The CA1 region is considered high in the hierarchy of the entorhinal-hippocampal system. Traditionally viewed as a single layered structure, recent evidence has disclosed an exquisite laminar organization across deep and superficial pyramidal sublayers at the transcriptional, morphological and functional levels (1,4,5). Such a low-dimensional segregation may be driven by a combination of intrinsic, biophysical and microcircuit factors but mechanisms are unknown.

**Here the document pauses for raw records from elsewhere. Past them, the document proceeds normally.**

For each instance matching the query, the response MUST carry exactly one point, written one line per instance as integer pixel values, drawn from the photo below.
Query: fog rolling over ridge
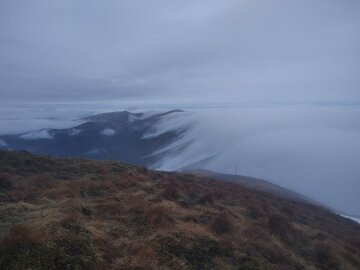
(312, 150)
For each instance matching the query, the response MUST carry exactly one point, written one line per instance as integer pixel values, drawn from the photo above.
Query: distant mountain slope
(58, 213)
(115, 135)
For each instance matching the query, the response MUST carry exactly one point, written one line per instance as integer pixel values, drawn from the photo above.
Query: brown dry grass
(123, 217)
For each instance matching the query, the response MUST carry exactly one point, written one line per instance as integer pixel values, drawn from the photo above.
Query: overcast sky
(244, 51)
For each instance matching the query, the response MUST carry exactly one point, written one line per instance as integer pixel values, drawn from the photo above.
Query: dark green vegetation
(84, 214)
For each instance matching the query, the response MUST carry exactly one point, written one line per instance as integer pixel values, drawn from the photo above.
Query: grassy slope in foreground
(84, 214)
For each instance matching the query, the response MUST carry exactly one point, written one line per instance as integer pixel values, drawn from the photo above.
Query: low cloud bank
(313, 150)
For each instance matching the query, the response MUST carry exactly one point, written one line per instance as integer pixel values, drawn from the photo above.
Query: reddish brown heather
(85, 214)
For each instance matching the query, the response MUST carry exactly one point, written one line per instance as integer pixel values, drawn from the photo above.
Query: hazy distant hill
(85, 214)
(115, 135)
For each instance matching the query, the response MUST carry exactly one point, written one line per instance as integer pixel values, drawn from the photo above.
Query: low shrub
(222, 224)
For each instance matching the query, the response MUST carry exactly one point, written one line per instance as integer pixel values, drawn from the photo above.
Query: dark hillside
(85, 214)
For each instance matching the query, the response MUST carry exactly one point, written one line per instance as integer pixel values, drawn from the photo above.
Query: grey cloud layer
(251, 51)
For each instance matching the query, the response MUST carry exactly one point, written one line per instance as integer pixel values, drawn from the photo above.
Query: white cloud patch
(108, 132)
(37, 134)
(313, 150)
(74, 132)
(94, 151)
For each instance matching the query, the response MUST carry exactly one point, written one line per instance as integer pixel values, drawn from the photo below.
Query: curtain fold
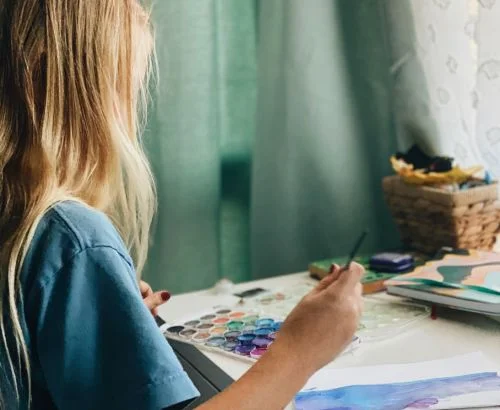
(447, 76)
(325, 132)
(199, 135)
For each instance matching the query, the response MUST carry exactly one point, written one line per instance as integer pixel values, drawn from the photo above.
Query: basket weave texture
(429, 218)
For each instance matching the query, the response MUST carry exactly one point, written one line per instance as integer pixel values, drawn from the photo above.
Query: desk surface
(452, 333)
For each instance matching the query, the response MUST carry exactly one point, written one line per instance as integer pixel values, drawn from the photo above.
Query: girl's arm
(317, 330)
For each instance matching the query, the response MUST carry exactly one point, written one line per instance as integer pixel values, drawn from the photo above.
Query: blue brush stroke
(419, 394)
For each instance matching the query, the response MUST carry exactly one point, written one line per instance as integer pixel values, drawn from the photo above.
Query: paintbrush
(354, 251)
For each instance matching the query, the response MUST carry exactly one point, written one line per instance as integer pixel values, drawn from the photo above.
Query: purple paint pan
(243, 350)
(229, 346)
(257, 353)
(246, 339)
(232, 336)
(264, 331)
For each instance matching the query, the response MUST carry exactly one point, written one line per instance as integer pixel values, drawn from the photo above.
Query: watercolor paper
(469, 381)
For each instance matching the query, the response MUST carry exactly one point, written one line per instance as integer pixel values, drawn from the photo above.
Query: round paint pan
(187, 333)
(204, 326)
(264, 322)
(243, 350)
(249, 329)
(264, 331)
(218, 331)
(201, 337)
(175, 330)
(229, 346)
(208, 317)
(221, 320)
(236, 315)
(257, 353)
(216, 341)
(246, 339)
(277, 326)
(232, 336)
(250, 319)
(235, 325)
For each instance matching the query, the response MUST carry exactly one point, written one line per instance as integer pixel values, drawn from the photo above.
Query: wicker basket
(429, 218)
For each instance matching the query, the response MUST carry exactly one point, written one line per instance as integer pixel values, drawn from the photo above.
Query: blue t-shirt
(93, 344)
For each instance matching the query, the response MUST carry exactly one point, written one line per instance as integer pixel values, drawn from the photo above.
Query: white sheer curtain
(446, 75)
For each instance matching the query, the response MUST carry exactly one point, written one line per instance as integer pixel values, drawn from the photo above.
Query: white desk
(451, 334)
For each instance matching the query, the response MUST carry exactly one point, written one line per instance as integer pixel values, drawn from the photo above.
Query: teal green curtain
(269, 135)
(199, 138)
(325, 132)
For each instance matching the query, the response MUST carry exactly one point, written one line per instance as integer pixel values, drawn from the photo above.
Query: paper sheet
(469, 381)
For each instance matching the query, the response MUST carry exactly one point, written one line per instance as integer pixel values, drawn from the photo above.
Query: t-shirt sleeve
(97, 343)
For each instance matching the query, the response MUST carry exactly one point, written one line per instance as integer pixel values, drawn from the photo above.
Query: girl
(76, 204)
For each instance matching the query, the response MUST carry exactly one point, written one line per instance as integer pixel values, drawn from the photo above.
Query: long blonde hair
(73, 80)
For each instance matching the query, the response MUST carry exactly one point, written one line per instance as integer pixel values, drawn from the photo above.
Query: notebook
(467, 282)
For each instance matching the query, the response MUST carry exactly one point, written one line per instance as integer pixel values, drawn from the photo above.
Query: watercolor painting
(418, 394)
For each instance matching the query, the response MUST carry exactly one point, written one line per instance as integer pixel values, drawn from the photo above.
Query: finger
(145, 289)
(156, 299)
(330, 278)
(325, 282)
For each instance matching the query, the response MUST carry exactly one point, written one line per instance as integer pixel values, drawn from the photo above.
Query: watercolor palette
(380, 319)
(242, 333)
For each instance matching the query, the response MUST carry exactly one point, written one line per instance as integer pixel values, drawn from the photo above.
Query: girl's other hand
(153, 300)
(324, 322)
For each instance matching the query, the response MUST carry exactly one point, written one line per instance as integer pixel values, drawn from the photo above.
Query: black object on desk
(208, 378)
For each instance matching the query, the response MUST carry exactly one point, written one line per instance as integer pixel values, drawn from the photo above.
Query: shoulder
(67, 230)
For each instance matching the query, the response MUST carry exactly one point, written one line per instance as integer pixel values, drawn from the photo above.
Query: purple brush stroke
(419, 394)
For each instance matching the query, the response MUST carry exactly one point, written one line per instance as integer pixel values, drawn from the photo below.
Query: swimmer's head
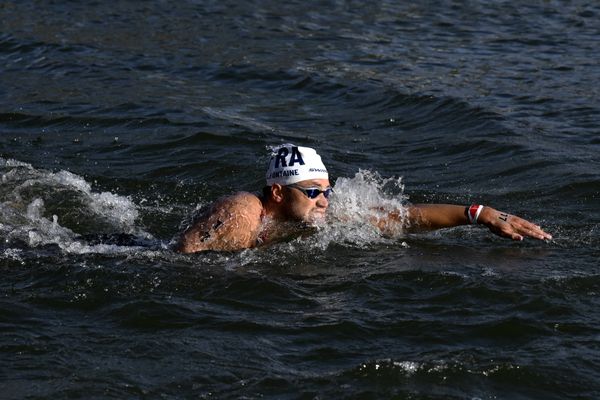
(290, 164)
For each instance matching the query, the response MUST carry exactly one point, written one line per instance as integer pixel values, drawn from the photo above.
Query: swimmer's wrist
(473, 212)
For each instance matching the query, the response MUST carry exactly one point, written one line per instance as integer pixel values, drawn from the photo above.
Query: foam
(24, 218)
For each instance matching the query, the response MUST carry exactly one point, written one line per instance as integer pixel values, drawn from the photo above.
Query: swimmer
(297, 196)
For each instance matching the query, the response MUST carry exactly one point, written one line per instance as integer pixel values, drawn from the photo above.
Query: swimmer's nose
(322, 201)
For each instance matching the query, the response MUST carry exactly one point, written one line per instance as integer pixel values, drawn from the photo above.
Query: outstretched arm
(436, 216)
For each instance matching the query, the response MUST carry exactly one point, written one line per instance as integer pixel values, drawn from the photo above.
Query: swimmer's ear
(277, 193)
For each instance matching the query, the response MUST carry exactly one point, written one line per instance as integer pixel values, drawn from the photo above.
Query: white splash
(365, 209)
(24, 197)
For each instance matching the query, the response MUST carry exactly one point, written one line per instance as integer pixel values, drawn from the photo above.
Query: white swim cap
(290, 164)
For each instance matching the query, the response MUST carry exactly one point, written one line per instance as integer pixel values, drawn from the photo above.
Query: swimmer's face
(299, 207)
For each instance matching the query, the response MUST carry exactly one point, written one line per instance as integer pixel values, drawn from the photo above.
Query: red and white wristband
(473, 212)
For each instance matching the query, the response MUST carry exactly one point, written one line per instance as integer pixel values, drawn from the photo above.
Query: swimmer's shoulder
(233, 223)
(247, 202)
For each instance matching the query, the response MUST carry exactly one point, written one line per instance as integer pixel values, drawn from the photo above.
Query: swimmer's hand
(510, 226)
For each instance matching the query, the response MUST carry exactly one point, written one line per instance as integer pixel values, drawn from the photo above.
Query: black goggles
(313, 193)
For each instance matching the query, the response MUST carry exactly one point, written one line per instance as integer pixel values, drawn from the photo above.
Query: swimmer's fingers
(511, 226)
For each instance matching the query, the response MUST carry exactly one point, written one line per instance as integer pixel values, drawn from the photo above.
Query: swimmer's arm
(233, 224)
(437, 216)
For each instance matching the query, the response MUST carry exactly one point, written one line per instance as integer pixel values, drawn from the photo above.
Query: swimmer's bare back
(232, 223)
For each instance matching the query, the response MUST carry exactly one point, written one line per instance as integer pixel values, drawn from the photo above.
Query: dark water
(122, 118)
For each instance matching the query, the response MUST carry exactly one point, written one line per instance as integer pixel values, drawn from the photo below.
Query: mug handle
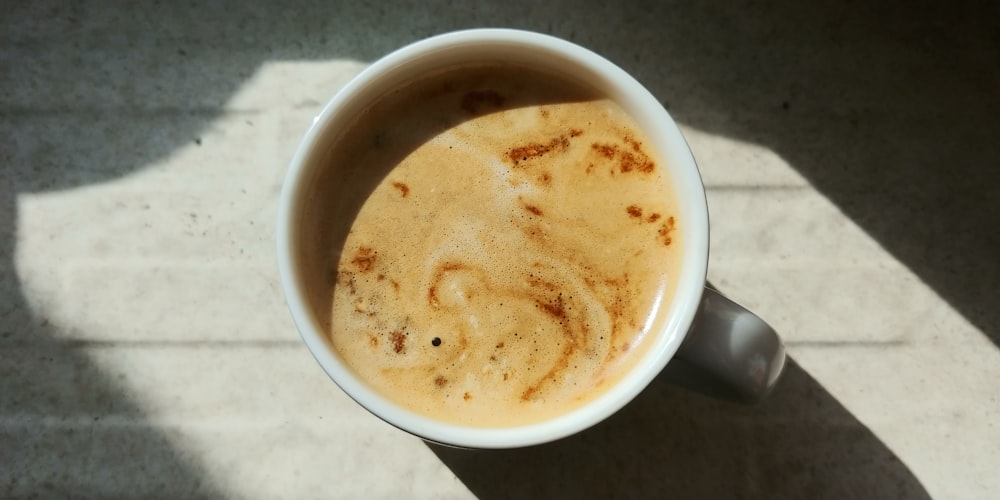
(728, 353)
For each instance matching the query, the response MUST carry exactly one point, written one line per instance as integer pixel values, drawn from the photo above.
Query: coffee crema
(490, 245)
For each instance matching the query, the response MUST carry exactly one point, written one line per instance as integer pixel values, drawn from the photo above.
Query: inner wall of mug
(478, 47)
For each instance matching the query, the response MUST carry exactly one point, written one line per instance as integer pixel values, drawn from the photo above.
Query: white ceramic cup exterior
(522, 47)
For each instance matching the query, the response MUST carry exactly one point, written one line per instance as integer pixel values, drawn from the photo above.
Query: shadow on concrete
(904, 145)
(670, 443)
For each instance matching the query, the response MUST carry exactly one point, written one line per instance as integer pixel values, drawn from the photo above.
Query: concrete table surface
(852, 158)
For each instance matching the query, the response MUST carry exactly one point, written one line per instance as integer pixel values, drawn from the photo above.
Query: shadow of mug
(669, 442)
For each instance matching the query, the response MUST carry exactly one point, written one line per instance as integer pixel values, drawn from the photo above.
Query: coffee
(490, 245)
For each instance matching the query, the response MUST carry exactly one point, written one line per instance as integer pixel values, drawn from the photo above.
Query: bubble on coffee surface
(508, 268)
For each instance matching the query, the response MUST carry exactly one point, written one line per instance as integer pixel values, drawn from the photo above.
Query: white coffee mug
(707, 342)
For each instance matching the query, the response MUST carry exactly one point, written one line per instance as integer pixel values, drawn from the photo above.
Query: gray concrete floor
(852, 158)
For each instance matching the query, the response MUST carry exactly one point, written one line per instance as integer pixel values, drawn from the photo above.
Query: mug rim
(658, 126)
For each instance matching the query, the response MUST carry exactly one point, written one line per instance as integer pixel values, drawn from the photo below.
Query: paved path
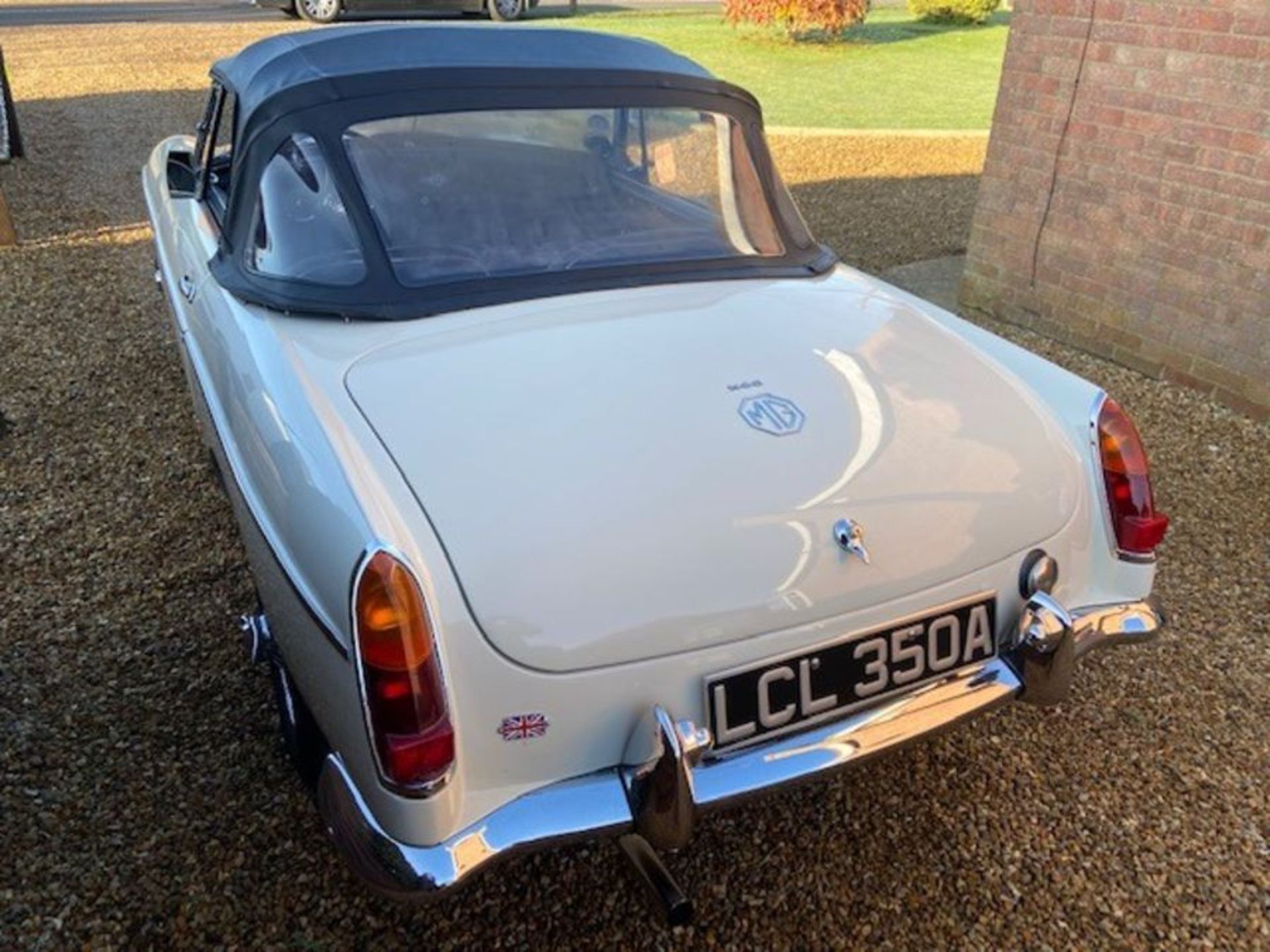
(224, 12)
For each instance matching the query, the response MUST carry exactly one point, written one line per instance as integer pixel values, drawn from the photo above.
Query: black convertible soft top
(328, 58)
(321, 81)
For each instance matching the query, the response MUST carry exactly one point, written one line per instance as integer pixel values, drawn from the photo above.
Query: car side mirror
(181, 175)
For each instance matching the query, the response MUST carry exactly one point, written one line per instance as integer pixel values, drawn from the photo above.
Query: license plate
(783, 695)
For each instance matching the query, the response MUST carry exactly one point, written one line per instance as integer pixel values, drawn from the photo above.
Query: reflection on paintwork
(870, 423)
(621, 474)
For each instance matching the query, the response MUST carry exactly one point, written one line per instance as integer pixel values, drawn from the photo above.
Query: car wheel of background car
(319, 11)
(302, 736)
(506, 11)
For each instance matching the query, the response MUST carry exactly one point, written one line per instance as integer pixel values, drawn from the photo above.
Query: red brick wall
(1126, 197)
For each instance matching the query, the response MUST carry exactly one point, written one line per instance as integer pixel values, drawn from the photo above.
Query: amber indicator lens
(400, 676)
(1137, 524)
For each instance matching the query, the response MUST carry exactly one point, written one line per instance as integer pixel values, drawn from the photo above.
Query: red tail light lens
(405, 699)
(1138, 527)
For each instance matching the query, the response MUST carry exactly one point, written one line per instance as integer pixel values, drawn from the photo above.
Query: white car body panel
(321, 487)
(605, 502)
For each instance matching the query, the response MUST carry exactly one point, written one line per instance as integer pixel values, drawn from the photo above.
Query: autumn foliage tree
(798, 17)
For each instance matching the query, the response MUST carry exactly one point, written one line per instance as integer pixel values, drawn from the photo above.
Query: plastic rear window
(493, 193)
(300, 229)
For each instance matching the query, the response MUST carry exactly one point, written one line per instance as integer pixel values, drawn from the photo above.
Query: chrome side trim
(618, 800)
(860, 736)
(1126, 623)
(593, 805)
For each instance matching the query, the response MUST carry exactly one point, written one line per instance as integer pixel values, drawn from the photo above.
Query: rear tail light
(405, 699)
(1138, 527)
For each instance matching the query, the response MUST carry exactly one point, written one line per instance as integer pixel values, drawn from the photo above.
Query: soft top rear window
(492, 193)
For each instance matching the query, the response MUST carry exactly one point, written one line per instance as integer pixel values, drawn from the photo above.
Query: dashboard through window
(492, 193)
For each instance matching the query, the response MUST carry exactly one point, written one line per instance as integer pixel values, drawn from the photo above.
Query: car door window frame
(210, 131)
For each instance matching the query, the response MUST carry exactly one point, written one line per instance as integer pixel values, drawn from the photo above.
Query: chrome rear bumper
(661, 796)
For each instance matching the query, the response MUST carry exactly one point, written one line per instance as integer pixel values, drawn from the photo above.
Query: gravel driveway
(145, 803)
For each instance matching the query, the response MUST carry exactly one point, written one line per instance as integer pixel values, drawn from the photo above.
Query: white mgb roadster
(585, 491)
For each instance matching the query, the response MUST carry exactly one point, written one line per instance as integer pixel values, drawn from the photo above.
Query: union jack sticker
(524, 727)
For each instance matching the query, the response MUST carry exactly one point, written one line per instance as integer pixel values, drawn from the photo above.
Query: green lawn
(890, 73)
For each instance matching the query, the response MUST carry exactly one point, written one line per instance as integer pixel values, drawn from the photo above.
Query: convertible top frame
(284, 87)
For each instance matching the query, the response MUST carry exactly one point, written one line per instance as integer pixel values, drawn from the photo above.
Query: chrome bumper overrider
(659, 795)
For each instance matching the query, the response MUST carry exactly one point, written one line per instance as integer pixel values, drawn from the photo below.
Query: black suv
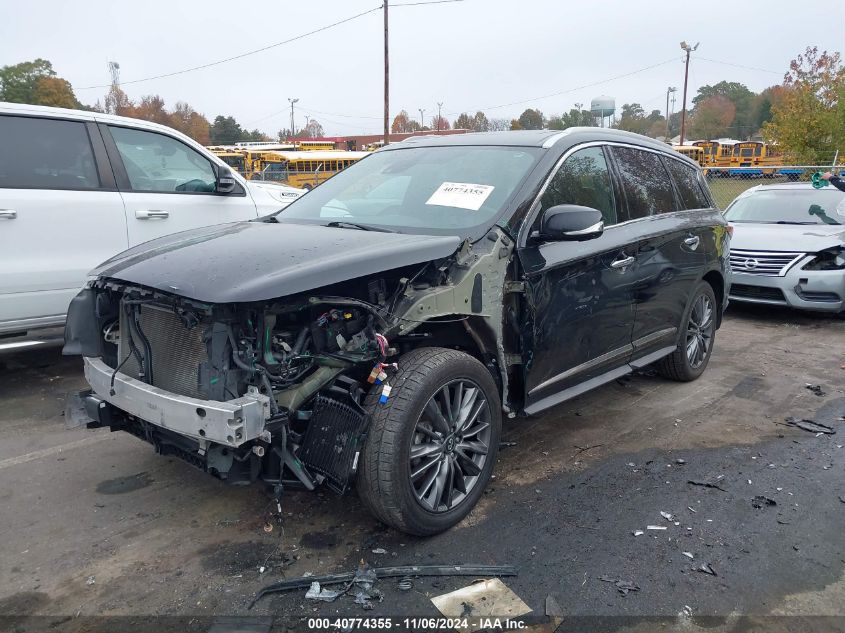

Here, we exploit evolutionary algorithms to address the effect of single-cell heterogeneity on CA1 pyramidal cell activity (6). First, we developed a biophysically realistic model of CA1 pyramidal cells using the Hodgkin-Huxley multi-compartment formalism in the Neuron+Python platform and the morphological database Neuromorpho.org. We adopted genetic algorithms (GA) to identify passive, active and synaptic conductances resulting in realistic electrophysiological behavior. We then used the generated models to explore the functional effect of intrinsic, synaptic and morphological heterogeneity during oscillatory activities. By combining results from all simulations in a logistic regression model we evaluated the effect of up/down-regulation of different factors. We found that muyltidimensional excitatory and inhibitory inputs interact with morphological and intrinsic factors to determine a low dimensional subset of output features (e.g. phase-locking preference) that matches non-fitted experimental data.


Andrea Navas-Olive is supported by PhD Fellowship FPU17/03268.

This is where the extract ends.